Faculty of Science

School of Human Sciences

A selection of current projects in the School is listed here.

We welcome you to discuss other research project ideas with us. To do this:
Domestic students can contact the Graduate Research Coordinator at the School or Centre in which you wish to undertake research.
International students can use our online enquiry form, which helps us match your research interests with a potential supervisor.

Investigating the role and formation of sub-nuclear bodies in disease
Sub-nuclear bodies called ‘paraspeckles’ are important in driving cancer progression and in other disease states. This project will dissect the molecular interactions underpinning paraspeckles as a route to development of novel therapies that alter paraspeckle prevalence in diseased cells.
Discovering the unknowns of tumour vasculature: Exploring the link between vascular geometry, haemodynamics and tumour growth
This project will extend a methodology we have recently developed for understanding feto placental vasculature to cancerous tumours.
Mechanotherapy for cancer patients using novel hydrogels
This project aims to encapsulate cancer tissues in their primary location to prevent them from migrating away (metastasising) while hydrogel materials release anti-cancer drugs at a controlled rate.
Stem cell mechanobiology
This project will enhance our understanding in mechanotransduction (cells transduce biophysical/mechanical signals into biochemical signals from cell membrane to nucleus) to program stem cells and to design biomaterials for stem cell therapy, tissue engineering and regenerative medicine.
Fixing the ailing heart
We have identified a link between the entry of calcium into the heart and the supply of energy in the mitochondria.
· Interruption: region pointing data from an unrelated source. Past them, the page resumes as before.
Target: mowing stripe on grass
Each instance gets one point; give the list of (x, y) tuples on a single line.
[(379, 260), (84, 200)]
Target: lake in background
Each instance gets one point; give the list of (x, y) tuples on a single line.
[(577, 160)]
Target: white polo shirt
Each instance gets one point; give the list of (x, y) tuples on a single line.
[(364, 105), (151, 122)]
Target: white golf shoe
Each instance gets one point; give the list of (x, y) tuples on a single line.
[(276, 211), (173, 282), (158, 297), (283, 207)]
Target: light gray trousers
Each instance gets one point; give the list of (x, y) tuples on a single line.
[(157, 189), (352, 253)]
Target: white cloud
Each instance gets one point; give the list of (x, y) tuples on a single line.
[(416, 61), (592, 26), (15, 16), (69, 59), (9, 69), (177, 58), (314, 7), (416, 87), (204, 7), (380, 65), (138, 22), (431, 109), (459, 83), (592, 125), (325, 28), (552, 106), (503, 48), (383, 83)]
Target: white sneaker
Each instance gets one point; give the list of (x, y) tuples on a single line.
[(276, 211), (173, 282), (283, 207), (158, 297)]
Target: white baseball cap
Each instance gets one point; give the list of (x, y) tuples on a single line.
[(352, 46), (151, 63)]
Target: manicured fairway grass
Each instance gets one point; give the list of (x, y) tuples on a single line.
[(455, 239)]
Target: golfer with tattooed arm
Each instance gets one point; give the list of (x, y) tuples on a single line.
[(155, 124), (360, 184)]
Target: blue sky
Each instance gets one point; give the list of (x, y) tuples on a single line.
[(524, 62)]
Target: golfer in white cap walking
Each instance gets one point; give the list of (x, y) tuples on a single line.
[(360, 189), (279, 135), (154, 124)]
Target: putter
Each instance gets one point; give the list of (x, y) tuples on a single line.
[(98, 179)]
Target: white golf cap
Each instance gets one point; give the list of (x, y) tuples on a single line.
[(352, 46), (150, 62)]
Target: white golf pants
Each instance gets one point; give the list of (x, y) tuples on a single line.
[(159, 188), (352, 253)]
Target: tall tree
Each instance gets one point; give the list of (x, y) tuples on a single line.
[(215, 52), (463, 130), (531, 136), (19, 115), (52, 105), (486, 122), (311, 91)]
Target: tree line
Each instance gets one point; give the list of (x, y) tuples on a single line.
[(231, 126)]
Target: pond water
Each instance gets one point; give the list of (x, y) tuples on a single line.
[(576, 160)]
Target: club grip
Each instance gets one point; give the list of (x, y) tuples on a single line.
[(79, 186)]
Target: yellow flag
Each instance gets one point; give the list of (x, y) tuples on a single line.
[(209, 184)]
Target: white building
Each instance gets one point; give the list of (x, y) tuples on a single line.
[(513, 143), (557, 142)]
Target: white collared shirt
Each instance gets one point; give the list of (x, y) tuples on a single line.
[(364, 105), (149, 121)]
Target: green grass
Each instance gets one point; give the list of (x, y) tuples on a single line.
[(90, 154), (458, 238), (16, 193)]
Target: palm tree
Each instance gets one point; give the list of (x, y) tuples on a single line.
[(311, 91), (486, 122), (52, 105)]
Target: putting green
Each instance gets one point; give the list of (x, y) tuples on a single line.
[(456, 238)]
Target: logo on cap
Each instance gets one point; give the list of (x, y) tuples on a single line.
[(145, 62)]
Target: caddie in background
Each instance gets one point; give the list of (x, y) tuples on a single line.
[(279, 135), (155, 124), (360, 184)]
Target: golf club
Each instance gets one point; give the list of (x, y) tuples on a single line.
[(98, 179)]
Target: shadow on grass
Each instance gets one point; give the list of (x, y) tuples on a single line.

Calcium entry occurs via the L-type calcium channel. One way that the channel can influence energy production is through the movement of cytoskeletal (structural) proteins within the muscle cell. We activate the L-type calcium channel and use this to report mitochondrial function when testing treatments to improve cardiac function.
Placental vascularity
An optimal environment in pregnancy is crucial for appropriate fetal development and long term adult health outcomes. This project will use state-of-the-art imaging techniques to understand the pivotal role that the placenta plays in this process. We aim to better comprehend how disturbances in placental vascular development can impact on fetal growth and development. From this we aim to develop therapeutic interventions to enhance placental vascular development in compromised pregnancies.
Unravelling the social organisation of a primate super-group
This project is aimed at resolving the social organisation of a primate super-group which has implications for an understanding of human social evolution.
The Testosterone and Exercise study
We are investigating the independent and cumulative effects of testosterone administration and combined aerobic and resistance exercise training on cardiovascular health related outcomes in men.
The Brain Breaks study
The Brain Breaks study is a randomised control trial funded by the National Health and Medical Research Council (NHMRC). We are investigating the effect of exercise with and without breaks in sitting time on cognitive function (primary outcome) and brain blood flow (secondary outcome), using state-of-the-art transcranial doppler technology, on older and overweight/obese subjects (55–80 years).
The Preventia study
The Preventia study will compare the effects of 6 months of land-based walking versus water-based on the health and function of arteries in the brain, and investigate whether one type of exercise is more effective to improve memory and cognition.
Exercise as medicine: Optimising the interventions to maximise the benefits
The aim of this project is to investigate the phenomenon of 'responsers' and 'non-responsers' to exercise training. Specifically, this study will test whether the pattern of responsiveness is linked to a trait that has been inherited (genetic) and/or the modality of exercise undertaken.
Filling the risk factor gap: How does exercise exert its cardiovascular benefits
Our research goal is to understand the beneficial effects of exercise on vascular function and health, with a specific focus on the role of blood flow and blood pressure.
A new type of exercise to improve the health of patients with heart failure
The purpose of this project is to comprehensively investigate the relative effectiveness of eccentric exercise training (ET), a novel training paradigm in patients with heart failure. Our aim is to compare the effects of ET to those of conventional concentric training (CT) in a superiority trial, where both forms of exercise are performed at a matched cardiovascular intensity i.e. an intensity that elicits the same heart rate response.
Sleeping your way to healthy arteries: Testing the mechanistic links between sleep, exercise and cardiovascular risk
This project will explore the link between vascular function and sleep.
The efficacy of pre-employment screening and work hardening programs on the rate of injury and fitness for work
This research project is novel as there is little information on the efficacy of pre-employment screening data on prediction of injury rates during subsequent employment.